There is a huge elephant in the room when it comes to managing workplace change: people are unpredictable. And yet many processes and models of change work on the assumption that organisations are like machines. If you create a plan then everything will be plain sailing. Except that organisations aren’t machines they’re made up of people: living, breathing systems far removed from machines.
It was with this in mind that I booked on to a Lean Change Management workshop. I had already been exposed to some Lean tools and was a fan of Deming et al, so I kind of knew what to expect. I was excited to find out more about what I instinctively knew about change: that’s it’s an iterative process and can sometimes be messy and often goes off plan.
However, nothing could prepare me for what I learnt in the two days under Jason Little’s guidance leanchange.org. Lean takes plan, do, check, act and morphs it into something nimble and elegant: insights, options and experiments – that you prepare, introduce and review. By thinking of change initiatives as experiments it opens up the organisation to seeing change as opportunities for improvement and growth. A perfect growth mindset vehicle.
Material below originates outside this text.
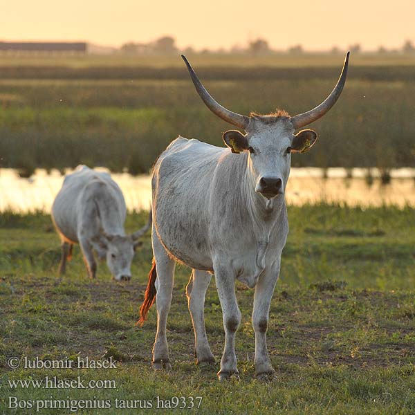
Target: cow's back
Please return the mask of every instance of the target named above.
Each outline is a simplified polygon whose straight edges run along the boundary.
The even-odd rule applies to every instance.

Co-created change can sometimes be confronting because it goes against our natural driver for certainty and control. By introducing experiments it places that driver under pressure. Lean Change Management creates certainty by giving you a process to allow the experimentation and create a living canvas that encapsulates the plan v1.0. In other words it’s not free form but it is flexible. Because it’s co-created it places emphasis on feedback – both from the people experiencing the change and from the change system itself.
Any type of change requires persistence, hard work and most important of all, humility. An experimental mindset that encourages and supports change is preferable to a plan ‘done to’ people that at best ticks boxes and at worst creates resistance.
Co-creating change comes naturally to coaches and applying this co-creation approach to organisational change makes absolute sense. And what makes Lean Change even better is that you can bring all the resources you have already and make them systematic. Lean change management may not be the answer to all your wishes but it comes pretty close.